Effects of radioiodine treatment on salivary gland function in patients with differentiated thyroid carcinoma: a prospective study
Authors: Esther N. Klein Hesselink1, Adrienne H. Brouwers1, Johan R. de Jong1, Anouk N.A. van der Horst-Schrivers1, Rob P. Coppes1, Joop D. Lefrandt1, Piet L. Jager2, Arjan Vissink1 and Thera P. Links1
1 University of Groningen, University Medical Center Groningen, Netherlands;
2 Isala Hospital, Zwolle
For correspondence or reprints contact: Thera P. Links, University of Groningen, University Medical Center Groningen, Hanzeplein 1, P.O. Box 30.001, Groningen 9700 RB, Netherlands. E-mail: firstname.lastname@example.org
Introduction: Complaints of a dry mouth (xerostomia) and sialoadenitis are frequent side effects of radioiodine treatment in differentiated thyroid cancer (DTC) patients. However, detailed prospective data on alterations in salivary gland functioning after radioiodine treatment (131I) are scarce. Therefore, the primary aim of this study was to prospectively assess the effect of high-activity radioiodine treatment on stimulated whole saliva flow rate. Secondary aims were to study unstimulated whole and stimulated glandular (i.e., parotid and submandibular) saliva flow rate and composition alterations, development of xerostomia, characteristics of patients at risk for salivary gland dysfunction, and whether radioiodine uptake in salivary glands on diagnostic scans correlates to flow rate alterations.
Methods: In a multicenter prospective study, whole and glandular saliva were collected both before and five months after radioiodine treatment. Furthermore, patients completed the validated xerostomia inventory (XI). Alterations in salivary flow rate, composition and XI score were analyzed. Salivary gland radioiodine uptake on diagnostic scans was correlated with saliva flow rate changes after radioiodine treatment.
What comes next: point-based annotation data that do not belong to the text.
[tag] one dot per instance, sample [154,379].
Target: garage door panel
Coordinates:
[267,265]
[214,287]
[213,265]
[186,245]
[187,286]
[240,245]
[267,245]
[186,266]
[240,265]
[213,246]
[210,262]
Results: Sixty-seven patients (mean age 48±17 years, 63% female, 84% underwent ablation therapy) completed both study visits. Stimulated whole saliva flow rate decreased after ablation therapy (from 0.92 [IQR 0.74-1.25] to 0.80 [0.58-1.18] ml/min, P = .003), as well as unstimulated whole- and stimulated glandular flow rates (p<.05). The concentration of salivary electrolytes was similar at both study visits, whereas the output of proteins, especially amylase (p<.05), was decreased. The subjective feeling of dry mouth increased (P = 0.001). Alterations in saliva flow rate were not associated with (semi)-quantitatively assessed radioiodine uptake in salivary glands on diagnostic scans. For the small cohort of patients undergoing repeat radioiodine therapy, we could not demonstrate alterations in salivary parameters.
Conclusion: We prospectively showed that salivary gland function is affected after high-activity radioiodine ablation therapy in patients with DTC. Therefore, more emphasis should be placed on salivary gland dysfunction during follow-up for DTC patients receiving high-activity radioiodine treatment.